Speech to text in Max

Using the Google speech API

(updated locally 1/21/2024 – changed binary path to sox for homebrew /opt/homebrew/bin/sox in [p call-google-speech]

Also changed some of the UI and logic for manual writing and sending.

(updated 1/21/2021)

This project demonstrates the Google speech-API. It records speech in Max, process it using the Google API, and displays the result in a Max [message] object.

download

https://github.com/tkzic/internet-sensors

folder: google-speech

files

main patch
  • speech-to-google-text-api6.maxpat
abstractions and other files
  • JSON-google-speech.js (parses JSON response from Google API)
  • ms-counter.maxpat (manages audio recording buffer)

external Max objects

external programs

sox: sox audio conversion program must be in the computer’s executable file path, ie., /usr/bin – or you can rewrite the [sprintf] input to [aka.shell] with the actual path.

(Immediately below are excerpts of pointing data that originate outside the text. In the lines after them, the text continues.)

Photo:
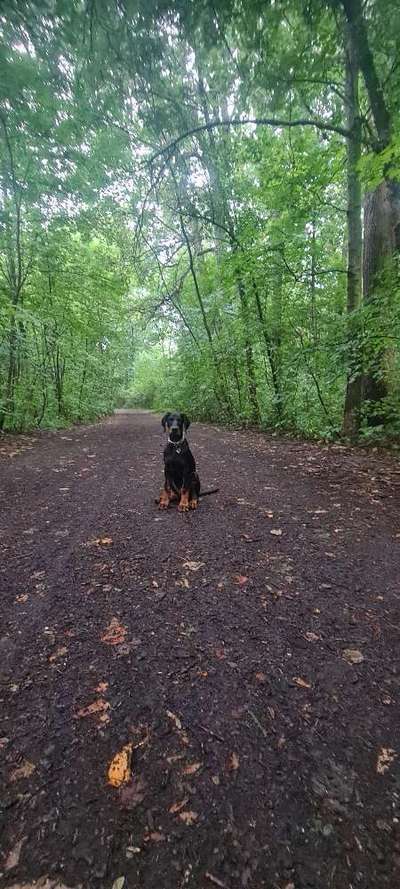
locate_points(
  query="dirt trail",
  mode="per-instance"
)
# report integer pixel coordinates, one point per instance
(216, 645)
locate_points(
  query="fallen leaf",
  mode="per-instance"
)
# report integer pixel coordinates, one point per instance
(188, 817)
(193, 566)
(133, 793)
(386, 756)
(119, 770)
(192, 768)
(353, 656)
(98, 707)
(155, 837)
(23, 771)
(175, 719)
(115, 633)
(215, 880)
(14, 855)
(59, 653)
(311, 637)
(176, 807)
(233, 762)
(220, 654)
(301, 682)
(261, 677)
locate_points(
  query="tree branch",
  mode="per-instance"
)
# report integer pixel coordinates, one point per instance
(258, 121)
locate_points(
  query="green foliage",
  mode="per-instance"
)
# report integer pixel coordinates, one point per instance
(208, 275)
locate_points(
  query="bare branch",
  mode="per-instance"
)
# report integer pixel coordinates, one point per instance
(257, 121)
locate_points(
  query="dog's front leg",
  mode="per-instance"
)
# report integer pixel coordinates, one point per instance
(166, 494)
(184, 504)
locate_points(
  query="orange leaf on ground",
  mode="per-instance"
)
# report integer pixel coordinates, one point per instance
(59, 653)
(98, 707)
(193, 566)
(220, 654)
(115, 633)
(353, 656)
(176, 807)
(386, 757)
(233, 762)
(119, 770)
(188, 818)
(175, 719)
(301, 682)
(192, 768)
(23, 771)
(261, 677)
(241, 579)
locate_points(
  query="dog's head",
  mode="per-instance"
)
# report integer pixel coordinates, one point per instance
(175, 425)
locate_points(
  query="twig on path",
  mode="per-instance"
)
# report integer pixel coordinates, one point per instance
(258, 724)
(210, 732)
(215, 880)
(182, 670)
(160, 596)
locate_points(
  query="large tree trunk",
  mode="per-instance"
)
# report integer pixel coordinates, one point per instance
(381, 229)
(352, 406)
(381, 210)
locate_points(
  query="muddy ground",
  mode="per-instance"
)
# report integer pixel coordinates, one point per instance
(243, 659)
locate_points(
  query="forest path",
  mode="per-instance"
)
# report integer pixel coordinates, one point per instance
(216, 645)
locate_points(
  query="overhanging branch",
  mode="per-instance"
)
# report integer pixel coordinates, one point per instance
(257, 121)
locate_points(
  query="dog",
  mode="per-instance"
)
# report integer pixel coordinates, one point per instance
(182, 482)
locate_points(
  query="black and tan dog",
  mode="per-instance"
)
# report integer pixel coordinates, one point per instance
(182, 482)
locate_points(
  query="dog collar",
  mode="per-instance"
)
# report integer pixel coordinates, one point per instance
(177, 444)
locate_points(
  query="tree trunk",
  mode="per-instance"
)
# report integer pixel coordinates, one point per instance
(352, 405)
(381, 210)
(381, 226)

In our case we installed sox using Macports. The executable path is /opt/local/bin/sox – which is built into a message object in the subpatcher [call-google-speech]

get sox from: http://sox.sourceforge.net

note: this conversion may not be necessary with recent updates to Max and the Google speech API

authorization

  • none required – so far
This may be changing.
Insert here: how to get a speech-api key from Google 

instructions

  • Open Max patch: speech-to-google-text-api6
  • Turn on audio
  • Press the spacebar. Start talking. Press the spacebar again when you are finished. The translation will begin automatically

Note: If you have a slow internet connection you may need to tweak the various delay times in  the [call google-speech] sub patch.

send Tweets using speech

Max [send] and [receive] objects pass data from this project to other projects that send Tweets from Max. Just run the patches at the same time.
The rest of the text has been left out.